Lyrid Meteor Shower - Visible in the night sky now!

Next week the night sky will be graced with one of the most impressive meteor showers of the year, the Lyrids, which will be visible for all of next week, peaking on the 22nd and 23rd of April.

A Lyrid Meteor visible passing across the Milky Way (Credit: NASA)

Meteor showers are caused by lots of tiny particles colliding with the Earth's atmosphere, being heated up and briefly glowing brightly as they burn up.
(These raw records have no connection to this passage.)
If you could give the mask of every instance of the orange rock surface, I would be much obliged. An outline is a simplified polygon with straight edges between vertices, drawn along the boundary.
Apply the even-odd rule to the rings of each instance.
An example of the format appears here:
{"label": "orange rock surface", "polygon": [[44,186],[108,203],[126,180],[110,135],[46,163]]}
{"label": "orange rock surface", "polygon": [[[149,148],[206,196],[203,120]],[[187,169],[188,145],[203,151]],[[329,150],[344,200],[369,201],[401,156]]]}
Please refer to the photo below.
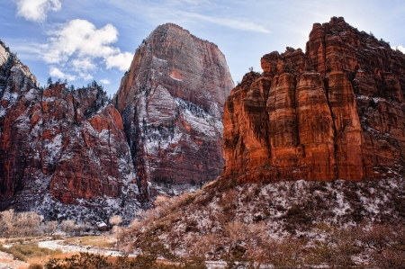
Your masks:
{"label": "orange rock surface", "polygon": [[22,92],[2,125],[0,198],[49,192],[76,203],[116,198],[131,184],[135,194],[122,121],[106,100],[96,87],[72,92],[58,83]]}
{"label": "orange rock surface", "polygon": [[405,172],[405,56],[341,17],[306,52],[261,59],[227,99],[222,177],[363,180]]}

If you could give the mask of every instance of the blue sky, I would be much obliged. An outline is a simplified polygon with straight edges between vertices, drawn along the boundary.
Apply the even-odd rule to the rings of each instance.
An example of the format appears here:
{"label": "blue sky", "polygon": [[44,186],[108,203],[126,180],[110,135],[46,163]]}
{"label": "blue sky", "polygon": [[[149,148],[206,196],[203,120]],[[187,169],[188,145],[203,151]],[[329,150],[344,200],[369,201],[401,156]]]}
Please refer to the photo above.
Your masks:
{"label": "blue sky", "polygon": [[[217,44],[235,82],[260,58],[305,49],[314,22],[343,16],[392,47],[405,46],[403,0],[0,0],[0,40],[37,76],[93,79],[113,94],[142,40],[174,22]],[[405,49],[402,51],[405,52]]]}

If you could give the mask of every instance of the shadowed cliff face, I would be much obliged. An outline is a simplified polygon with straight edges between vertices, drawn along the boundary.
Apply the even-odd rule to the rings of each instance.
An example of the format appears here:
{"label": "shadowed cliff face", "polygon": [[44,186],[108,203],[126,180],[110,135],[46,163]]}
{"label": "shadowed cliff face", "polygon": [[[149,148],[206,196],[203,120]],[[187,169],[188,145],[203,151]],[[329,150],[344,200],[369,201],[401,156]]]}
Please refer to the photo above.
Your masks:
{"label": "shadowed cliff face", "polygon": [[404,173],[405,56],[333,17],[306,52],[261,59],[224,109],[223,177],[362,180]]}
{"label": "shadowed cliff face", "polygon": [[139,186],[206,182],[223,171],[223,103],[234,86],[218,47],[175,24],[136,50],[114,103],[122,113]]}
{"label": "shadowed cliff face", "polygon": [[0,135],[1,197],[49,192],[76,203],[130,188],[135,175],[122,121],[105,100],[97,88],[70,92],[63,84],[21,93]]}
{"label": "shadowed cliff face", "polygon": [[135,179],[122,117],[102,88],[40,89],[0,41],[0,209],[128,221],[140,206]]}

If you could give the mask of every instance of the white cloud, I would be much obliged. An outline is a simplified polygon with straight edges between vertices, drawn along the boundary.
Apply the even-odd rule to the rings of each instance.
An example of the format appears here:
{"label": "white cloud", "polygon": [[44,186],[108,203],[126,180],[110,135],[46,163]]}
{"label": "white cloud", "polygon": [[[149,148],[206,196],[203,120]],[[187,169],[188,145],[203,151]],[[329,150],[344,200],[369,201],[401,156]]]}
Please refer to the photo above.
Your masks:
{"label": "white cloud", "polygon": [[402,53],[405,53],[405,48],[402,47],[401,45],[397,46],[397,47],[392,47],[392,49],[398,49],[398,50],[400,50]]}
{"label": "white cloud", "polygon": [[90,74],[87,74],[87,73],[79,72],[79,76],[85,81],[88,81],[88,80],[92,80],[93,79],[93,76],[90,75]]}
{"label": "white cloud", "polygon": [[32,22],[43,22],[50,11],[59,11],[59,0],[15,0],[17,15]]}
{"label": "white cloud", "polygon": [[92,62],[91,58],[75,58],[72,60],[72,66],[76,71],[88,71],[95,69],[95,65]]}
{"label": "white cloud", "polygon": [[229,18],[219,18],[219,17],[212,17],[212,16],[207,16],[207,15],[202,15],[196,13],[188,13],[188,12],[179,12],[179,13],[183,16],[189,17],[191,19],[197,19],[205,21],[208,22],[215,23],[218,25],[225,26],[228,28],[232,28],[236,30],[241,30],[241,31],[258,31],[258,32],[265,32],[269,33],[270,31],[268,31],[266,27],[263,27],[260,24],[257,24],[253,22],[247,22],[243,20],[233,20]]}
{"label": "white cloud", "polygon": [[119,53],[117,55],[109,56],[105,59],[107,68],[117,67],[121,71],[126,71],[130,67],[133,54],[130,52]]}
{"label": "white cloud", "polygon": [[56,67],[50,67],[50,75],[57,77],[57,78],[60,78],[60,79],[68,79],[69,81],[73,81],[76,79],[76,76],[73,75],[69,75],[69,74],[66,74],[64,72],[62,72],[59,68]]}
{"label": "white cloud", "polygon": [[[133,54],[122,52],[112,44],[118,40],[118,31],[112,24],[97,29],[86,20],[76,19],[58,25],[48,32],[48,43],[37,46],[41,58],[51,65],[51,76],[70,80],[92,80],[92,73],[105,64],[107,69],[116,67],[125,71],[130,65]],[[61,71],[70,68],[75,75]]]}
{"label": "white cloud", "polygon": [[101,82],[102,84],[104,84],[104,85],[109,85],[109,84],[111,84],[111,80],[108,79],[108,78],[102,78],[102,79],[100,79],[100,82]]}
{"label": "white cloud", "polygon": [[49,32],[52,37],[43,46],[43,58],[47,63],[68,60],[74,54],[82,58],[106,58],[120,52],[110,44],[118,40],[118,31],[112,24],[96,29],[86,20],[72,20],[58,30]]}

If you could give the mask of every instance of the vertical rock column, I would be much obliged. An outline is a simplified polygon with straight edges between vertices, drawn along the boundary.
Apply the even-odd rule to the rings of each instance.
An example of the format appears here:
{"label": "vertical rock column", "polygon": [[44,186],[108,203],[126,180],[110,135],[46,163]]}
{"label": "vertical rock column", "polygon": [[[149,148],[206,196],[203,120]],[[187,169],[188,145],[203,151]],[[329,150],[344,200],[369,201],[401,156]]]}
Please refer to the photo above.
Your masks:
{"label": "vertical rock column", "polygon": [[361,126],[355,94],[343,72],[329,74],[328,100],[336,128],[338,177],[359,180],[364,177]]}
{"label": "vertical rock column", "polygon": [[305,156],[301,164],[303,175],[314,180],[335,179],[334,126],[320,74],[302,74],[297,103],[300,141]]}

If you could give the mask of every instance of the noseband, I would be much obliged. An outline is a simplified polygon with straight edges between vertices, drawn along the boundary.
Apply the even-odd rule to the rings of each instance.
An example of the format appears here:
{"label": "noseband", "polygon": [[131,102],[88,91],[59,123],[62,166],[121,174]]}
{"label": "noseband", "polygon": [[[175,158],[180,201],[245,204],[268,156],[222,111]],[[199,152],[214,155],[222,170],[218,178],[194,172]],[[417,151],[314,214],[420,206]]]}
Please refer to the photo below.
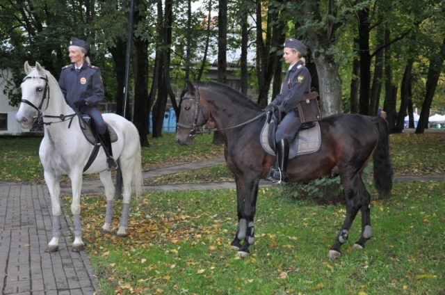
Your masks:
{"label": "noseband", "polygon": [[[48,109],[48,105],[49,104],[49,86],[48,86],[48,76],[47,75],[47,77],[45,78],[42,77],[25,77],[23,79],[22,82],[24,82],[25,80],[27,80],[29,79],[41,79],[42,80],[45,81],[45,83],[44,83],[44,88],[43,90],[43,95],[42,96],[42,100],[40,101],[40,104],[39,105],[39,106],[35,106],[35,105],[34,104],[33,104],[32,102],[31,102],[28,99],[22,99],[20,100],[20,102],[24,102],[25,104],[32,106],[34,109],[35,109],[37,111],[37,115],[35,116],[34,118],[38,118],[38,122],[39,124],[44,124],[45,125],[50,125],[52,123],[58,123],[59,122],[63,122],[65,121],[65,119],[66,119],[67,118],[70,118],[71,117],[71,120],[70,122],[70,126],[71,125],[71,121],[72,121],[72,119],[74,118],[74,115],[76,115],[76,113],[72,113],[70,115],[63,115],[63,114],[60,114],[59,115],[43,115],[42,113],[42,106],[43,106],[43,102],[44,102],[44,99],[47,98],[47,92],[48,93],[48,99],[47,100],[47,107],[45,108],[45,110],[47,109]],[[58,118],[59,119],[60,119],[60,121],[58,121],[58,122],[43,122],[43,118]],[[70,128],[70,126],[68,127],[68,128]]]}
{"label": "noseband", "polygon": [[[232,126],[230,127],[227,127],[227,128],[222,128],[222,129],[209,129],[207,131],[204,130],[204,127],[203,127],[202,129],[200,129],[197,127],[197,119],[198,117],[200,115],[200,111],[201,111],[201,113],[202,114],[202,117],[204,118],[204,113],[202,112],[202,108],[201,107],[201,103],[200,102],[200,89],[197,88],[197,86],[195,87],[196,88],[196,92],[197,94],[197,96],[188,96],[188,97],[184,97],[182,98],[182,100],[186,100],[186,99],[195,99],[195,104],[196,104],[196,108],[195,108],[195,120],[193,120],[193,126],[190,126],[190,125],[184,125],[184,124],[181,124],[179,122],[178,122],[176,126],[177,126],[177,129],[179,128],[184,128],[184,129],[191,129],[190,130],[190,134],[188,134],[188,137],[191,136],[193,136],[196,134],[203,134],[204,133],[210,133],[210,132],[214,132],[214,131],[221,131],[221,130],[227,130],[229,129],[232,129],[232,128],[236,128],[236,127],[239,127],[240,126],[243,126],[245,125],[246,124],[248,124],[251,122],[254,121],[255,120],[258,119],[259,118],[262,117],[263,115],[265,115],[267,112],[263,112],[261,113],[260,113],[259,115],[258,115],[257,116],[256,116],[255,118],[253,118],[241,124],[238,124],[237,125],[235,126]],[[205,125],[204,125],[205,126]]]}
{"label": "noseband", "polygon": [[196,89],[197,96],[188,96],[188,97],[182,97],[182,100],[193,99],[195,99],[195,104],[196,105],[196,107],[195,108],[195,119],[193,120],[193,126],[184,125],[179,122],[178,122],[176,125],[177,129],[178,128],[190,129],[190,134],[188,134],[189,137],[193,136],[196,134],[201,134],[202,133],[205,133],[204,131],[204,128],[200,129],[197,127],[197,119],[200,116],[200,113],[202,114],[202,118],[204,118],[204,113],[202,112],[202,108],[201,107],[201,103],[200,102],[200,88],[198,88],[197,86],[195,87],[195,88]]}

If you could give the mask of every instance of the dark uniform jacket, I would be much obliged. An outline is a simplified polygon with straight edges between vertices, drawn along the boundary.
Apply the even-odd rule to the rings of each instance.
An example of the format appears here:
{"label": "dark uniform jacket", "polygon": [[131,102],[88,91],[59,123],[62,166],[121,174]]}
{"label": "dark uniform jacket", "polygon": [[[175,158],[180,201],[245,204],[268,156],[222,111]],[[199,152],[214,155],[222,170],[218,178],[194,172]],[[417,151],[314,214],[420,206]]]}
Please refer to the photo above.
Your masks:
{"label": "dark uniform jacket", "polygon": [[104,100],[104,85],[99,67],[83,63],[80,71],[74,63],[62,67],[58,86],[67,103],[85,99],[88,107],[97,107]]}
{"label": "dark uniform jacket", "polygon": [[283,82],[281,93],[271,102],[280,107],[281,112],[293,111],[301,99],[303,94],[311,91],[311,75],[302,61],[297,63],[287,71]]}

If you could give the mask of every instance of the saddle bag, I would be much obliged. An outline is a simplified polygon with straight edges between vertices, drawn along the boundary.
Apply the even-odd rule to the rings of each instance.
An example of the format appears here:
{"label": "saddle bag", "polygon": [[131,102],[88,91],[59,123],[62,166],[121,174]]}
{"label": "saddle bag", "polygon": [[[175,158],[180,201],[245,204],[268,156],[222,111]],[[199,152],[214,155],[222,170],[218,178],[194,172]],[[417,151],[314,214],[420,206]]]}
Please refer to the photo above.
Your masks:
{"label": "saddle bag", "polygon": [[302,123],[320,120],[320,108],[315,93],[305,93],[298,102],[298,112]]}

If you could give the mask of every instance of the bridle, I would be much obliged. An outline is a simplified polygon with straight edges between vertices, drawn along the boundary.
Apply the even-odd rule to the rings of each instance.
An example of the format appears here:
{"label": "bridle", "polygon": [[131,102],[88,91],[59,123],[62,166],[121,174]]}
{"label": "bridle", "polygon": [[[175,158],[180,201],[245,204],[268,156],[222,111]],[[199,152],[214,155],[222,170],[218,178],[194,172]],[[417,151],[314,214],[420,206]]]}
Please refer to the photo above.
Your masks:
{"label": "bridle", "polygon": [[193,126],[190,126],[190,125],[184,125],[184,124],[181,124],[179,122],[176,124],[176,128],[184,128],[184,129],[191,129],[190,130],[190,134],[188,134],[188,136],[194,136],[196,134],[202,134],[203,133],[206,133],[204,129],[204,128],[202,127],[202,129],[200,129],[197,127],[197,119],[200,117],[200,111],[201,112],[201,113],[202,114],[202,118],[204,118],[204,113],[202,111],[202,108],[201,107],[201,103],[200,102],[200,88],[197,88],[197,86],[195,87],[195,88],[196,89],[196,94],[197,96],[187,96],[187,97],[182,97],[182,100],[187,100],[187,99],[195,99],[195,104],[196,106],[196,107],[195,108],[195,119],[193,120]]}
{"label": "bridle", "polygon": [[253,118],[250,120],[249,120],[248,121],[246,121],[243,123],[241,124],[238,124],[237,125],[235,126],[232,126],[230,127],[227,127],[227,128],[222,128],[222,129],[217,129],[217,128],[213,128],[213,129],[210,129],[209,128],[207,130],[205,130],[205,127],[204,126],[205,126],[205,125],[202,127],[202,128],[200,129],[197,127],[197,119],[200,116],[200,113],[202,114],[202,117],[204,118],[204,112],[202,111],[202,108],[201,107],[201,103],[200,102],[200,88],[197,86],[195,86],[195,88],[196,89],[196,94],[197,96],[188,96],[188,97],[184,97],[182,98],[182,100],[186,100],[186,99],[195,99],[195,104],[196,105],[196,107],[195,108],[195,119],[193,120],[193,126],[190,126],[190,125],[184,125],[184,124],[181,124],[179,122],[178,122],[176,126],[177,126],[177,129],[179,128],[184,128],[184,129],[191,129],[190,130],[190,134],[188,134],[188,137],[191,136],[194,136],[197,134],[203,134],[205,133],[210,133],[210,132],[214,132],[214,131],[221,131],[221,130],[227,130],[227,129],[232,129],[232,128],[236,128],[240,126],[243,126],[245,125],[248,123],[250,123],[251,122],[254,121],[255,120],[258,119],[259,118],[262,117],[263,115],[266,115],[267,113],[267,112],[263,112],[261,113],[260,113],[259,115],[258,115],[257,116],[256,116],[255,118]]}
{"label": "bridle", "polygon": [[[71,120],[70,120],[70,125],[68,126],[68,128],[70,128],[70,127],[71,126],[71,122],[72,122],[72,119],[76,115],[75,113],[72,113],[70,115],[60,114],[59,115],[43,115],[42,113],[42,106],[43,106],[43,102],[44,102],[44,99],[47,98],[47,93],[48,93],[48,99],[47,99],[47,107],[45,108],[45,110],[47,109],[48,109],[48,105],[49,104],[50,95],[49,95],[49,86],[48,86],[48,76],[47,75],[47,77],[45,78],[44,78],[42,77],[28,76],[28,77],[25,77],[23,79],[22,82],[24,82],[25,80],[27,80],[29,79],[41,79],[45,81],[44,88],[44,90],[43,90],[43,95],[42,96],[42,100],[40,101],[40,104],[38,107],[38,106],[35,106],[35,105],[34,104],[33,104],[32,102],[31,102],[29,100],[23,99],[20,100],[20,102],[24,102],[25,104],[31,106],[31,107],[33,107],[34,109],[35,109],[37,111],[37,115],[34,116],[34,118],[38,118],[38,122],[39,124],[43,124],[43,125],[50,125],[52,123],[58,123],[58,122],[64,122],[65,119],[71,117]],[[60,119],[60,121],[57,121],[57,122],[43,122],[43,118],[58,118],[59,119]]]}

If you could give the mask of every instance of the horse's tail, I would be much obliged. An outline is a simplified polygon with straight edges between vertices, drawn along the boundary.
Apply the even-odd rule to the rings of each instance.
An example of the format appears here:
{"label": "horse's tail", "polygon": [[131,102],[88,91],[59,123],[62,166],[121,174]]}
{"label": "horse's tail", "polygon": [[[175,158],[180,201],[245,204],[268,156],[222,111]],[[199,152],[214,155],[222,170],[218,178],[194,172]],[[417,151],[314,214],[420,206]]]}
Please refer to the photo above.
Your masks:
{"label": "horse's tail", "polygon": [[142,160],[140,158],[140,142],[139,141],[138,141],[138,150],[136,151],[136,157],[134,161],[134,166],[133,167],[131,182],[136,193],[136,199],[138,199],[139,196],[142,194],[143,185]]}
{"label": "horse's tail", "polygon": [[389,128],[386,120],[373,117],[379,133],[378,143],[374,151],[374,185],[383,195],[389,195],[392,189],[392,168],[389,156]]}

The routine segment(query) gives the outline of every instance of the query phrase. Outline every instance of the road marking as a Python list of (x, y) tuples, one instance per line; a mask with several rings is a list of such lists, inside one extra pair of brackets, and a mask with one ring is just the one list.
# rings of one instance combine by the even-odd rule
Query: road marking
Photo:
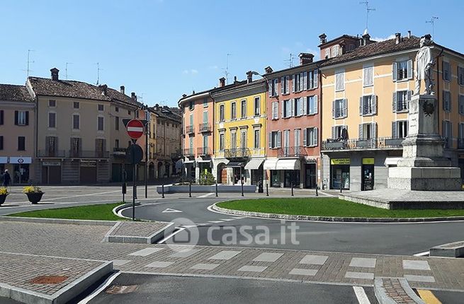
[(82, 299), (77, 304), (87, 304), (89, 301), (93, 300), (94, 298), (97, 296), (98, 293), (106, 289), (106, 288), (109, 286), (110, 284), (114, 281), (114, 279), (116, 279), (120, 274), (121, 274), (121, 272), (116, 272), (115, 274), (110, 276), (101, 285), (100, 285), (100, 287), (98, 287), (98, 289)]
[(361, 286), (353, 286), (353, 290), (354, 290), (354, 294), (356, 296), (359, 304), (370, 304), (370, 301), (366, 294), (363, 288)]
[(166, 208), (164, 211), (161, 211), (162, 214), (169, 214), (169, 213), (174, 213), (174, 212), (182, 212), (182, 211), (177, 209), (173, 209), (171, 208)]
[(199, 197), (197, 197), (198, 199), (203, 199), (203, 197), (210, 197), (211, 195), (214, 194), (215, 192), (211, 192), (211, 193), (207, 193), (206, 194), (200, 195)]
[(430, 255), (429, 251), (424, 251), (424, 252), (419, 252), (414, 255), (414, 257), (426, 257)]
[(419, 296), (427, 304), (441, 304), (440, 300), (436, 298), (435, 295), (430, 291), (417, 289), (417, 293)]

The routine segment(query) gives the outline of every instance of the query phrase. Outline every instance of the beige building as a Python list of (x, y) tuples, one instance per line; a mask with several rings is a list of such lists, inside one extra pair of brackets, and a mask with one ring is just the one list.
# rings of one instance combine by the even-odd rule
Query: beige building
[(35, 105), (26, 86), (0, 84), (0, 173), (12, 183), (33, 181)]

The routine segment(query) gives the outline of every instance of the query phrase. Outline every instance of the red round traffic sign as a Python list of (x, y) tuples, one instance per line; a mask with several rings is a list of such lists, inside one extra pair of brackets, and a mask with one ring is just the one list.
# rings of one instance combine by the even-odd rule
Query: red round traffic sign
[(143, 124), (139, 119), (131, 119), (128, 122), (128, 135), (132, 139), (138, 139), (143, 135)]

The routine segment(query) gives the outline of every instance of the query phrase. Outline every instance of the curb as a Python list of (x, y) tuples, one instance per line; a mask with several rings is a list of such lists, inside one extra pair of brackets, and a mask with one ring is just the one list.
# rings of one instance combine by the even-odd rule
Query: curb
[[(218, 201), (219, 203), (220, 201)], [(266, 214), (263, 212), (244, 211), (242, 210), (227, 209), (217, 206), (215, 203), (212, 209), (218, 212), (242, 216), (253, 216), (264, 218), (274, 218), (290, 221), (315, 221), (323, 222), (344, 222), (344, 223), (421, 223), (446, 221), (463, 221), (464, 216), (452, 216), (446, 218), (348, 218), (338, 216), (298, 216), (291, 214)]]
[(0, 283), (0, 296), (26, 304), (65, 303), (76, 298), (111, 271), (113, 271), (113, 262), (102, 262), (101, 265), (94, 268), (52, 295)]

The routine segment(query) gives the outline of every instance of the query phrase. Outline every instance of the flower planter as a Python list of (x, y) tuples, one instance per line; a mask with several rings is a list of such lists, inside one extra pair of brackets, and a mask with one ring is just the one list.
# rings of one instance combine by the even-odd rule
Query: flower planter
[(3, 203), (5, 202), (5, 199), (6, 199), (6, 196), (7, 195), (8, 195), (8, 194), (0, 194), (0, 205), (1, 205)]
[(28, 196), (28, 199), (33, 204), (37, 204), (42, 199), (42, 196), (44, 192), (35, 192), (35, 193), (26, 193), (26, 195)]

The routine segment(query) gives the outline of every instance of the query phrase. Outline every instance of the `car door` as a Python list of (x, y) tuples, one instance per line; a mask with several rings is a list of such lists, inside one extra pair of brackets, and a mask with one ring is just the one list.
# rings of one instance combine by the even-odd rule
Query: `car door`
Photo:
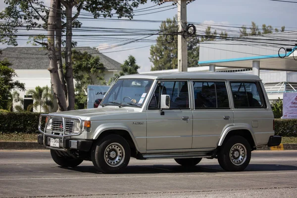
[[(188, 81), (160, 81), (147, 110), (147, 150), (191, 148), (193, 119)], [(159, 93), (170, 96), (170, 107), (159, 107)]]
[(216, 147), (223, 129), (233, 124), (226, 83), (193, 80), (193, 148)]

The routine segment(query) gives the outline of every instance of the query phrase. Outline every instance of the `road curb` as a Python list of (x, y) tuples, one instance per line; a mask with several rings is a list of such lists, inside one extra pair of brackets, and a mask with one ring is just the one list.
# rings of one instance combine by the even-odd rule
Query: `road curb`
[(275, 147), (263, 147), (258, 148), (257, 150), (297, 150), (297, 144), (281, 144)]
[[(0, 149), (46, 149), (36, 142), (0, 141)], [(257, 150), (297, 150), (297, 144), (281, 144), (279, 146), (257, 148)]]
[(45, 149), (37, 142), (4, 142), (0, 141), (0, 149)]

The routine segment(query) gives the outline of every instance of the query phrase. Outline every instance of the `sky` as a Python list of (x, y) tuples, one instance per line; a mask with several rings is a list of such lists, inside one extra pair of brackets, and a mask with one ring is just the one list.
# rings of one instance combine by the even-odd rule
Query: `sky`
[[(49, 5), (50, 0), (44, 0), (46, 4)], [(152, 6), (154, 3), (148, 0), (148, 2), (141, 5), (137, 9), (142, 9)], [(158, 6), (169, 5), (171, 2), (166, 2)], [(3, 1), (0, 2), (0, 10), (3, 10), (5, 4)], [(172, 7), (174, 7), (174, 6)], [(170, 7), (169, 7), (170, 8)], [(188, 23), (202, 23), (211, 26), (211, 24), (225, 24), (227, 26), (240, 26), (246, 25), (248, 27), (251, 21), (255, 22), (260, 27), (262, 24), (270, 25), (280, 29), (282, 26), (286, 26), (286, 30), (297, 30), (295, 13), (297, 8), (297, 3), (278, 2), (269, 0), (196, 0), (187, 6), (187, 21)], [(162, 8), (155, 10), (142, 12), (141, 13), (149, 13), (151, 12), (167, 9)], [(135, 16), (134, 19), (163, 21), (167, 18), (173, 18), (177, 13), (177, 8), (174, 8), (169, 10), (155, 13)], [(151, 22), (137, 22), (132, 21), (110, 21), (103, 20), (83, 20), (83, 26), (104, 27), (110, 28), (137, 28), (146, 29), (159, 29), (160, 23)], [(204, 26), (202, 26), (204, 28)], [(227, 28), (232, 29), (232, 28)], [(237, 30), (238, 30), (238, 29)], [(220, 32), (220, 30), (218, 32)], [(35, 33), (35, 32), (34, 32)], [(74, 33), (86, 34), (87, 33)], [(92, 33), (92, 34), (93, 34)], [(95, 33), (94, 33), (95, 34)], [(136, 38), (137, 36), (130, 36), (125, 38)], [(150, 39), (155, 39), (156, 36), (152, 36)], [(26, 38), (22, 38), (26, 39)], [(75, 41), (75, 39), (74, 39)], [(116, 44), (112, 43), (104, 39), (101, 40), (83, 41), (78, 39), (79, 47), (91, 47), (98, 48), (100, 52), (110, 58), (123, 63), (129, 55), (135, 57), (137, 63), (141, 67), (139, 72), (149, 71), (152, 63), (149, 61), (150, 46), (155, 43), (133, 43), (129, 45), (112, 48)], [(19, 47), (31, 47), (31, 44), (27, 44), (27, 41), (19, 41)], [(147, 47), (148, 46), (148, 47)], [(5, 45), (0, 44), (0, 49), (7, 47)], [(106, 48), (112, 48), (109, 50)], [(134, 48), (138, 48), (133, 50)], [(104, 50), (105, 49), (105, 50)]]

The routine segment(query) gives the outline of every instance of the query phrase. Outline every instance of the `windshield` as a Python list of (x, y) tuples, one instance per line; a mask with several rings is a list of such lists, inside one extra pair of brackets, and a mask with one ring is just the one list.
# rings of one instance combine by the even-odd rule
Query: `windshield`
[(147, 98), (152, 80), (119, 80), (105, 96), (100, 105), (141, 107)]

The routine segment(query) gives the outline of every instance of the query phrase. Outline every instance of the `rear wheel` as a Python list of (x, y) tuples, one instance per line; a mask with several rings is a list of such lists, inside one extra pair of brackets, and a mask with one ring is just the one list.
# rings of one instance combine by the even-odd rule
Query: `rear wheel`
[(92, 149), (92, 161), (99, 170), (104, 173), (122, 172), (130, 161), (129, 144), (122, 137), (112, 134), (95, 144)]
[(248, 165), (251, 156), (250, 146), (242, 136), (235, 136), (224, 142), (218, 152), (218, 161), (227, 171), (241, 171)]
[(63, 167), (75, 167), (80, 165), (83, 159), (77, 159), (69, 156), (66, 152), (50, 150), (50, 155), (53, 161), (58, 165)]
[(195, 166), (197, 165), (200, 161), (202, 159), (202, 158), (178, 158), (174, 159), (175, 161), (178, 164), (181, 165), (182, 166)]

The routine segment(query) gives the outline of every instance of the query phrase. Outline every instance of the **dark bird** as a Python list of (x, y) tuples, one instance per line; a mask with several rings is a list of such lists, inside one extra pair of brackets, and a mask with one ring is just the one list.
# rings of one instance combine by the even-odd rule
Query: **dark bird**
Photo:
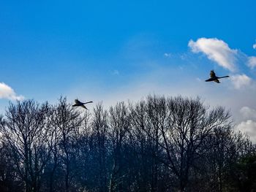
[(75, 104), (73, 104), (72, 107), (82, 107), (83, 108), (85, 108), (86, 110), (88, 110), (86, 108), (86, 107), (85, 106), (86, 104), (89, 104), (89, 103), (92, 103), (92, 101), (89, 101), (89, 102), (85, 102), (85, 103), (82, 103), (80, 101), (79, 101), (78, 99), (75, 99)]
[(214, 82), (219, 83), (220, 82), (219, 81), (219, 79), (225, 78), (225, 77), (230, 77), (229, 76), (224, 76), (224, 77), (219, 77), (215, 75), (215, 73), (214, 73), (214, 70), (211, 70), (211, 72), (210, 72), (210, 77), (211, 77), (210, 79), (208, 79), (206, 81), (207, 81), (207, 82), (208, 82), (208, 81), (214, 81)]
The Lyrid Meteors are caused by particles shed from a comet called C/1861 G1 Thatcher, which was discovered by A.E. Thatcher in 1861. While the comet itself has been known about for over 150 years, the Lyrids were first seen over 2,600 years ago, making them the oldest known meteor shower.

This year's Lyrid meteor shower promises to be a wonderful sight, not only because astronomers are expecting 10-20 meteors visible per hour, but also because the Moon will be a slender crescent on the 22nd and 23rd of April, making it much easier to observe the meteors.

The meteor shower should be visible (weather permitting!) from the entire Northern hemisphere, as well as much of the Southern hemisphere. While the meteors will emanate from the constellation of Lyra (hence the name Lyrids), they will pass across the entire sky, so wherever you look you should be able to see them. You don't even need a telescope, just get away from the bright city lights and look up!